Logansport Pharos Tribune July 5, 1960
The Logansport street department, working around the clock to clear the debris from the city's streets, will clear tree limbs from the street and sidewalks back to the property line, according to the department's announcement Tuesday. It is the property owner's responsibility to clear away fallen and broken limbs on their lots and they are asked to avoid pulling the debris into the| gutter and street in front of their property.
Many property owners asked for clarification of the city's attitude after crews with saws had cut trees from lawns and tugged them to the curb and street.
Will Ball, local historian, reported that Sunday's, storm was Logansport's worst in 119 years. The last comparable damage here occurred in 1841 when a tornado took the roof off of the courthouse.

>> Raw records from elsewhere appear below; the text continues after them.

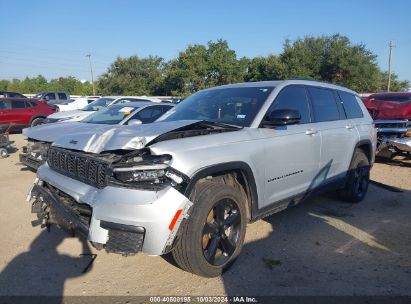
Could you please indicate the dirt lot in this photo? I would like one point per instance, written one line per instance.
(321, 247)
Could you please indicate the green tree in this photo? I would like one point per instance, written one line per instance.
(265, 68)
(396, 84)
(132, 76)
(333, 59)
(200, 67)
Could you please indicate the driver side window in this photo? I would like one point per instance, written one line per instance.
(293, 98)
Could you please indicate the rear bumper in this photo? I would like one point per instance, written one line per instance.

The storm came out of the north and traveled a southeasterly direction, coming at Logansport down from Royal Center, hitting Logansport at College Hill then swooping down into the west side and cutting across toward Eel River Avenue. The path was wide enough to do damage as far as Tenth Street.
Then it traveled on down Cass County to uproot trees in all of the towns between Logansport and Kokomo.

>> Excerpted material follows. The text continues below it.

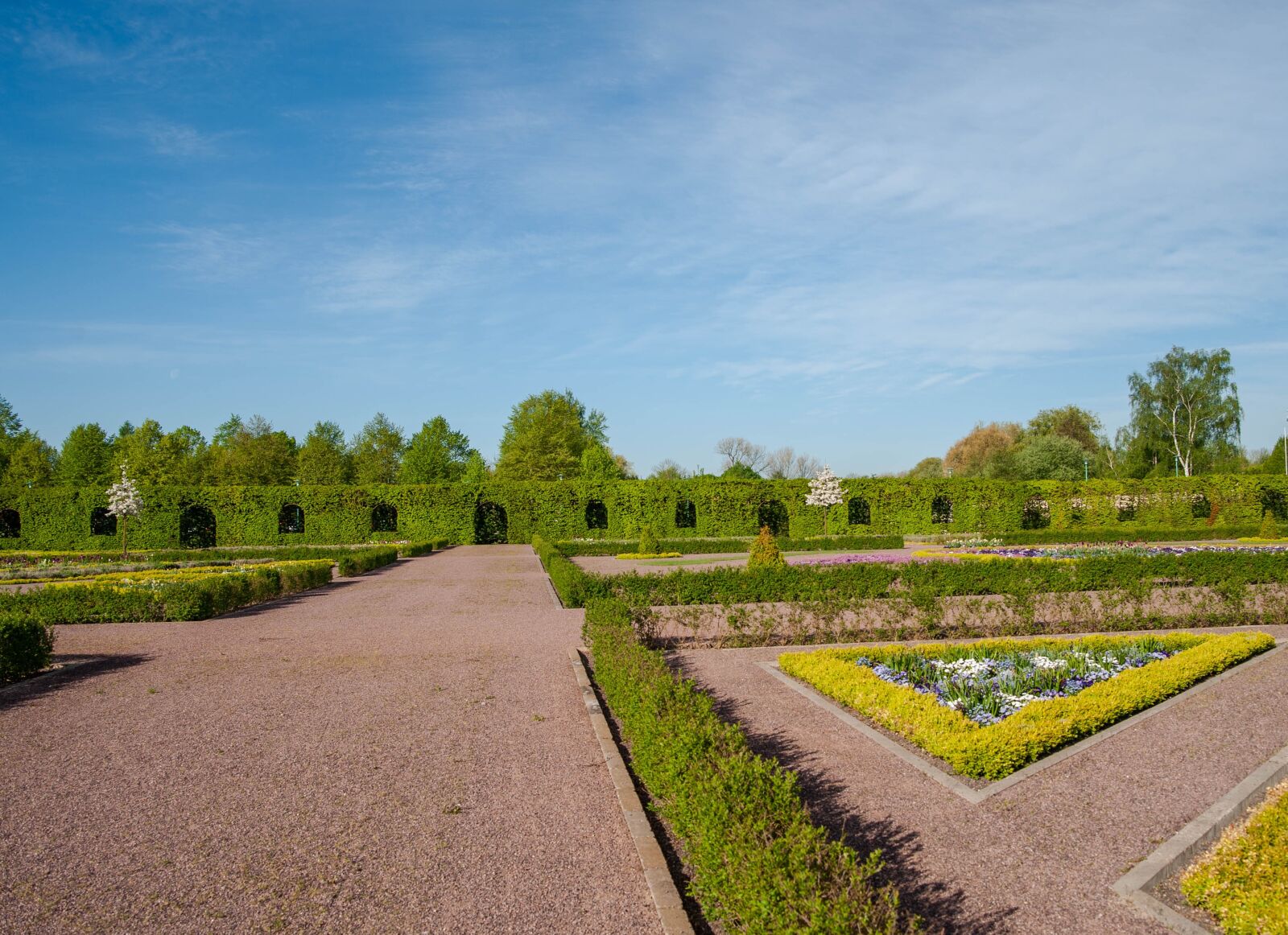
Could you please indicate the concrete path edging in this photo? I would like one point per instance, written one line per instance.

Eel River Avenue aka "Banker's Row"
Eel River Avenue
Eel River Avenue
Eel River Avenue is at the western end of E. Broadway, Logansport.
Storm damage in Walton, Lincoln and Galveston was limited to uprooted trees.

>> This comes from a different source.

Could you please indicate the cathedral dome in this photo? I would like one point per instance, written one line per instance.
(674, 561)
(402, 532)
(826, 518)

Two businesses and one residence in Royal Center experienced damages due to fallen trees. The town was without electricity for five hours and telephone lines were down. Several barns were heavily damaged and on the farm of Edward Beckley, a silo was blown over.
Pharos Tribune, July 5, 1960 clip.
Cass, Miami and White Counties were all affected by this storm. It left two dead, twenty injured and around two million dollars in damage.